(Raleigh, N.C.) – State Treasurer Dale R. Folwell, CPA, announced today that he is asking representatives of UNC Healthcare to provide the State Health Plan (Plan) with a $1 billion performance bond guaranteeing that any merger with the organization and Carolinas HealthCare System would not increase medical costs for the Plan and North Carolina taxpayers.
In August of last year, the two health care providers announced they were going to form a new organization. Combined, the two entities would operate more than 50 hospitals employing 90,000-plus people. If successful, the combined groups would represent one of the largest non-profit health care providers in the nation with profits of over $1 billion per year. However, many have questioned whether the new organization would have too much power, potentially driving up health care costs for all North Carolinians.
During a recent UNC Board of Governors meeting, Treasurer Folwell was asked his opinion about the proposed agreement. The treasurer indicated that he did not have enough information about the proposal to form an opinion.

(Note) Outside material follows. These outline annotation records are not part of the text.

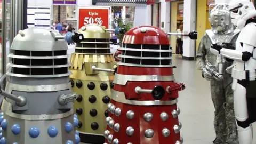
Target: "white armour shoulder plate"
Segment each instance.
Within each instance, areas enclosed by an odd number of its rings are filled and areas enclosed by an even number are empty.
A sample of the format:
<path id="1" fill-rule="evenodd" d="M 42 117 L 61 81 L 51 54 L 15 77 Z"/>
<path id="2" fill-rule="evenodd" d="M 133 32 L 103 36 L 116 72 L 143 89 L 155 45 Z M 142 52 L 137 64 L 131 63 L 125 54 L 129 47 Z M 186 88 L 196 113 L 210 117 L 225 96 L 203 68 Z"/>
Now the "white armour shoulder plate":
<path id="1" fill-rule="evenodd" d="M 223 43 L 230 43 L 234 37 L 237 35 L 239 31 L 240 30 L 235 29 L 229 34 L 218 35 L 214 33 L 211 30 L 207 29 L 205 30 L 205 33 L 209 37 L 212 44 L 222 45 Z"/>

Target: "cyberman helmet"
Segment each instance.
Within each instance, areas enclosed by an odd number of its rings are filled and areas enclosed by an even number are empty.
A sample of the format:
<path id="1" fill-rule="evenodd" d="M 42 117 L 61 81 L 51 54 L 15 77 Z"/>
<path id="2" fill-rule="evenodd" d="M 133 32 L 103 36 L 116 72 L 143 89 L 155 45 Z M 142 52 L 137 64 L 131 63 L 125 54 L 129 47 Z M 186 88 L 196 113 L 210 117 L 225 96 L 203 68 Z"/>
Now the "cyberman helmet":
<path id="1" fill-rule="evenodd" d="M 244 27 L 247 20 L 256 16 L 252 0 L 231 0 L 229 9 L 232 23 L 239 29 Z"/>
<path id="2" fill-rule="evenodd" d="M 209 21 L 212 26 L 213 32 L 217 33 L 219 31 L 228 31 L 231 29 L 232 25 L 230 13 L 227 4 L 215 4 L 214 7 L 211 9 L 209 6 Z"/>

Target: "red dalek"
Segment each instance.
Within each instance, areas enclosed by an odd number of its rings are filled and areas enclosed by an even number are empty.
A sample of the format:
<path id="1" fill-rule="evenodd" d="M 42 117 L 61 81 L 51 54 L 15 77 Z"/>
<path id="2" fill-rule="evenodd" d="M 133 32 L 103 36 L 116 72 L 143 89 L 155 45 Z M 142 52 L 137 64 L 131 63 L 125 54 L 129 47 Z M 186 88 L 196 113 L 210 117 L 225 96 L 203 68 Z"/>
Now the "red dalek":
<path id="1" fill-rule="evenodd" d="M 176 103 L 185 86 L 174 82 L 167 34 L 153 26 L 137 27 L 122 43 L 104 144 L 182 143 Z"/>

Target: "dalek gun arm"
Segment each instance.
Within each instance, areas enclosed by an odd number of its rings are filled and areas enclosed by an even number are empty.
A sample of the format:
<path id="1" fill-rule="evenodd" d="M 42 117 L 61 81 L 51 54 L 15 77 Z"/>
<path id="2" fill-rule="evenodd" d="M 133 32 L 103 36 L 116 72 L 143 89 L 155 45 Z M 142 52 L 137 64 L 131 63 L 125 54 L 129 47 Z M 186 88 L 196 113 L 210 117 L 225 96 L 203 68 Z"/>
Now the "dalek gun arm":
<path id="1" fill-rule="evenodd" d="M 105 72 L 115 73 L 117 70 L 117 67 L 114 66 L 113 67 L 113 69 L 107 69 L 107 68 L 98 68 L 95 65 L 93 65 L 92 66 L 92 69 L 95 71 L 105 71 Z"/>
<path id="2" fill-rule="evenodd" d="M 213 78 L 217 81 L 223 81 L 224 79 L 223 75 L 220 75 L 214 66 L 212 65 L 210 63 L 207 63 L 205 66 L 206 70 L 212 74 Z"/>
<path id="3" fill-rule="evenodd" d="M 75 101 L 78 98 L 78 95 L 73 92 L 68 94 L 61 94 L 58 97 L 58 103 L 63 106 L 69 102 Z"/>
<path id="4" fill-rule="evenodd" d="M 180 33 L 167 33 L 168 35 L 181 36 L 183 37 L 189 37 L 191 39 L 197 39 L 197 31 L 193 30 L 189 33 L 182 32 Z"/>
<path id="5" fill-rule="evenodd" d="M 6 91 L 0 89 L 0 94 L 4 96 L 5 98 L 10 99 L 16 102 L 17 106 L 20 107 L 23 107 L 27 104 L 27 98 L 23 95 L 16 96 L 12 94 L 9 93 Z"/>

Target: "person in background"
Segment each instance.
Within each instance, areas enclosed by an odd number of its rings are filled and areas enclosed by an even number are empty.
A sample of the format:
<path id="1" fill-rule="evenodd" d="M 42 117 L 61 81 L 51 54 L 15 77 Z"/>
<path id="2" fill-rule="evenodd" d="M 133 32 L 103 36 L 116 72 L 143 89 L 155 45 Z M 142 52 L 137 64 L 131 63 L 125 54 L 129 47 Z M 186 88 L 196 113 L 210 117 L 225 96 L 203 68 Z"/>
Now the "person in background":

“I've spent my whole professional and personal life trying to do business with people where what they say is as important as what they sign their name to," said Treasurer Folwell. “With a lack of details on this merger and little evidence that mergers like this have generated savings for the public, I feel I have a fiduciary responsibility to pursue this guarantee that will protect North Carolina taxpayers."
During a recent meeting with Dr. Roper and others, Treasurer Folwell asked if UNC Healthcare objected to pursuing a performance bond which is a written guarantee from a third party that ensures a certain result. The bond would be underwritten by a bank or insurance company. In this case, UNC Healthcare, or the combined entity, would purchase the bond guaranteeing healthcare costs would actually decrease as promised by Dr. Roper. If they do not, the bond would pay the state back any increased costs.
“We have to cut $300 million in Plan expenses," said Folwell, “We spend $450 million a year with these two hospitals. We have a $34 billion unfunded healthcare liability for retiree coverage that has been growing for 40 years. Given the fact that we are in a medical arms race, we just can't take the chance that the combined organization will increase costs for the taxpayers of this state."
The treasurer added that he looks forward to working with Dr. Roper and others on the details of the bond.
The State Health Plan, a division of the Department of State Treasurer, provides health care coverage to more than 750,000 teachers, state employees, retirees, current and former lawmakers, state university and community college personnel, and their dependents.